Foi numa manhã indecisa que a dor atravessou a sala e sentou-se na poltrona. De fala em pausas, chorou. Contou-me de quando era pequena, do silêncio dos girassóis em dia de chuva e da dificuldade em ter alguém por companhia. Ninguém gosta da dor. Ninguém gosta de sentir dor. Mas ela existe e chega assim, sem que ninguém se dê conta. Chega devagar e instala-se. Disse-me que havia percorrido quilômetros até chegar aqui. Havia atravessado salas de jantares barulhentos, quartos vazios, vasos sem flores, ruas em dia de passeata. Contou-me que andara nas costas daquele senhor de casaco largo, nas lentes da mulher que tenta ler algo dentro do ônibus, nas pupilas da criança que observa pela janela o dia correr atrás de uma bola, no choro silencioso da mãe, na tinta da caneta que tinge as páginas de um diário, no lenço preto que esconde a falta de cabelos. A ouvi, apenas isso. Ouvi o eco de um riso que há tempos se perdeu. Ouvi os inúmeros passos dados em busca de cura. Ouvi o medo chorar de medo da morte. Ouvi um coração batendo como batem as asas do pássaro que se joga em direção ao vazio azul do céu. Ouvi a tristeza de estar só e o desejo de ser abraçada.
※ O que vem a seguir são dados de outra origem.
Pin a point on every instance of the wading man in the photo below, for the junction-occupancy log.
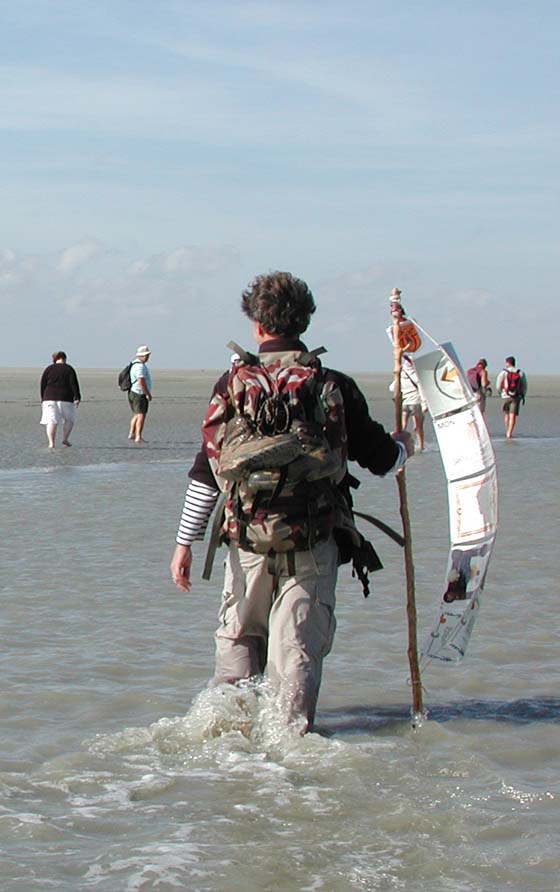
(277, 436)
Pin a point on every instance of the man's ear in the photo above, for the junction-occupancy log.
(259, 333)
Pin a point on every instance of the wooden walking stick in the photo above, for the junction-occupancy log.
(405, 339)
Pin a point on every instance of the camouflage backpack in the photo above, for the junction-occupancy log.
(276, 442)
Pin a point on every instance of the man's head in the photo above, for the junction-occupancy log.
(282, 304)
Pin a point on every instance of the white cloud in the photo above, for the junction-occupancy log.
(76, 256)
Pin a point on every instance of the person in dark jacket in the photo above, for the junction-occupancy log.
(278, 608)
(60, 396)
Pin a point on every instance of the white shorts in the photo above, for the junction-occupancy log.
(55, 411)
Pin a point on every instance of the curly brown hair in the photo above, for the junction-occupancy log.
(282, 303)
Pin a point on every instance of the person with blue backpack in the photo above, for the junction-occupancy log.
(511, 384)
(140, 393)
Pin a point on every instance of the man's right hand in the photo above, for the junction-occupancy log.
(181, 567)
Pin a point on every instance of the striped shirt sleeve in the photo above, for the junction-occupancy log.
(199, 503)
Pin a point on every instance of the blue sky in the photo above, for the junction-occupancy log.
(155, 156)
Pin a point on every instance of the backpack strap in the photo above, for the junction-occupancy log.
(308, 357)
(244, 355)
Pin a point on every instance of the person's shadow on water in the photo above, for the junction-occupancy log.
(360, 719)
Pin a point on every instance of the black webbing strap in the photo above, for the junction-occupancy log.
(214, 536)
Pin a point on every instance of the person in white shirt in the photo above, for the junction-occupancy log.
(413, 404)
(140, 393)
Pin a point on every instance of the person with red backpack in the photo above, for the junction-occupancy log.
(511, 384)
(277, 436)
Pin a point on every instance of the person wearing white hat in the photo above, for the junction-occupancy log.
(140, 393)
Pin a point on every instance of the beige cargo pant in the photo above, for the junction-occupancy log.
(283, 622)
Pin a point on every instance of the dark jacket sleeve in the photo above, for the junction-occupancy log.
(369, 443)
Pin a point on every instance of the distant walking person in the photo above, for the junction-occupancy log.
(511, 384)
(140, 393)
(480, 383)
(60, 395)
(413, 404)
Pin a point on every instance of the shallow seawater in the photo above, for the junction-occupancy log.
(122, 769)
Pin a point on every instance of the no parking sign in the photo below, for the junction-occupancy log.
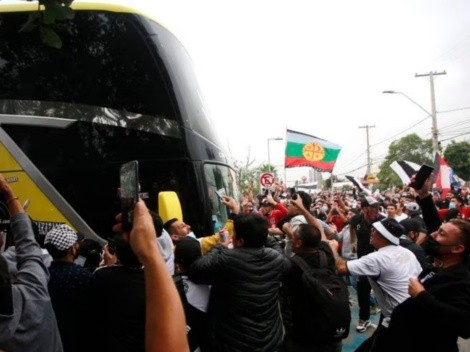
(266, 179)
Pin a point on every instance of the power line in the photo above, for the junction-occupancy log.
(452, 110)
(368, 146)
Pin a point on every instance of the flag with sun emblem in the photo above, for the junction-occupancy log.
(305, 150)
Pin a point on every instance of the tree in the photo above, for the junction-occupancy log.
(457, 155)
(50, 19)
(411, 148)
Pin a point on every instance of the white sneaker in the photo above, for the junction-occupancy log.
(362, 325)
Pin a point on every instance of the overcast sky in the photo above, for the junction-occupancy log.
(320, 67)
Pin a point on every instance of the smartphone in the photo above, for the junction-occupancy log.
(129, 192)
(423, 173)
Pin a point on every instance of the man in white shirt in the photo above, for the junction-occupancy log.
(388, 269)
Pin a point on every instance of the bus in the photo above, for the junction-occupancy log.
(122, 87)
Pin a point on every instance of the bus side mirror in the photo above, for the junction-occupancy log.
(169, 206)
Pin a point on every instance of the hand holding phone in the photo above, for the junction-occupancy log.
(129, 192)
(423, 173)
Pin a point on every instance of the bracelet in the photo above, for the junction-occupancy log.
(11, 200)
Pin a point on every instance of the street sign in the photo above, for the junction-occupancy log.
(266, 179)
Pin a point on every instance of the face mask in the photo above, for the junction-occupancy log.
(80, 260)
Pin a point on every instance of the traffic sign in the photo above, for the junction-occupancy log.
(266, 179)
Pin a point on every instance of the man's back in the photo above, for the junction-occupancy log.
(243, 307)
(438, 315)
(388, 270)
(31, 325)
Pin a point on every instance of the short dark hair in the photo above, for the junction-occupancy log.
(464, 227)
(309, 235)
(187, 251)
(157, 222)
(252, 228)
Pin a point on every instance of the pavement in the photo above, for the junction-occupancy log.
(355, 338)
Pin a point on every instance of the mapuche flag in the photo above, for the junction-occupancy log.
(305, 150)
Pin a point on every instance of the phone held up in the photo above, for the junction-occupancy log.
(129, 192)
(423, 173)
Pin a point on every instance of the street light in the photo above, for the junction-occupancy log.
(435, 144)
(269, 156)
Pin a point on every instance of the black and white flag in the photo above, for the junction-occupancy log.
(405, 170)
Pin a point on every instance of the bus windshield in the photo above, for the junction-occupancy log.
(122, 87)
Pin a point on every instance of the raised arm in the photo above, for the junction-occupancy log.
(312, 220)
(165, 325)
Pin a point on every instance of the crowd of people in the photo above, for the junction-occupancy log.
(159, 288)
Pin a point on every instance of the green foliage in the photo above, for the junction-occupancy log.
(411, 148)
(50, 19)
(457, 155)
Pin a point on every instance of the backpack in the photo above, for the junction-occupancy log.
(330, 296)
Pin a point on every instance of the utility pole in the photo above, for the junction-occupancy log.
(434, 131)
(369, 162)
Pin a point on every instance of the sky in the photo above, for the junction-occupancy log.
(319, 67)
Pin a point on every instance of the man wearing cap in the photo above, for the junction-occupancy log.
(388, 270)
(27, 320)
(437, 312)
(273, 210)
(412, 229)
(67, 286)
(360, 228)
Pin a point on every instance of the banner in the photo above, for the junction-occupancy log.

Um dia, precisamos abrir mão da esperança de que nosso passado pudesse ter sido diferente. De que nossos pais pudessem ter agido conosco de outro modo. De que eles pudessem nos amar do jeito que esperávamos ser amados. De que nossa escolha amorosa realmente fosse a certa. Precisamos desistir de querer mudar o que ficou para trás. Desistir de lutar contra a memória das coisas que fizemos ou deixamos de fazer. Desistir das lembranças que machucam e não deixam a alma cicatrizar. Desistir de querer o impossível. A vida anda, mesmo que não percebamos. Nos carrega para o dia seguinte. Nos empurra para um passo a mais. E de repente, lá se foram 30, 40, 80 anos.
Um dia, nos damos conta de que precisamos nos perdoar. Nos perdoar de ter sentido raiva quando alguém querido morreu. Nos perdoar por esperarmos uma vida inteira por um eu te amo que nunca chegou. Nos perdoar de nunca ter dito eu te amo e agora ser tarde demais. Nos perdoar pela criança que fomos, pelo adolescente que fomos, pelo adulto que nos tornamos. Nos perdoar de ter mentido, traído, fugido, brigado. Nos perdoar de ter batido no filho quando ele chorava e não sabíamos o que fazer. Nos perdoar de não ter beijado uma vez mais antes da partida. Nos perdoar de não termos nos cuidado e hoje nosso corpo adoeceu. Nos perdoar por nunca termos realizado alguns sonhos e que agora ficaram distantes demais.
Às vezes achamos que não sentimos mais culpas, que esquecemos as situações e pessoas que nos feriram. Então uma leve batida na porta anuncia a chegada da dor. Ela chega travestida de tristeza, melancolia, cansaço, angústia, solidão. Não a reconhecemos de imediato, porque perdemos a conexão conosco mesmos.
Nessas horas lembro de Mário Quintana “não importa que a tenham demolido. A gente continua morando na velha casa em que nascemos”. E um dia, a casa cai. E é preciso perdoar-se disso também.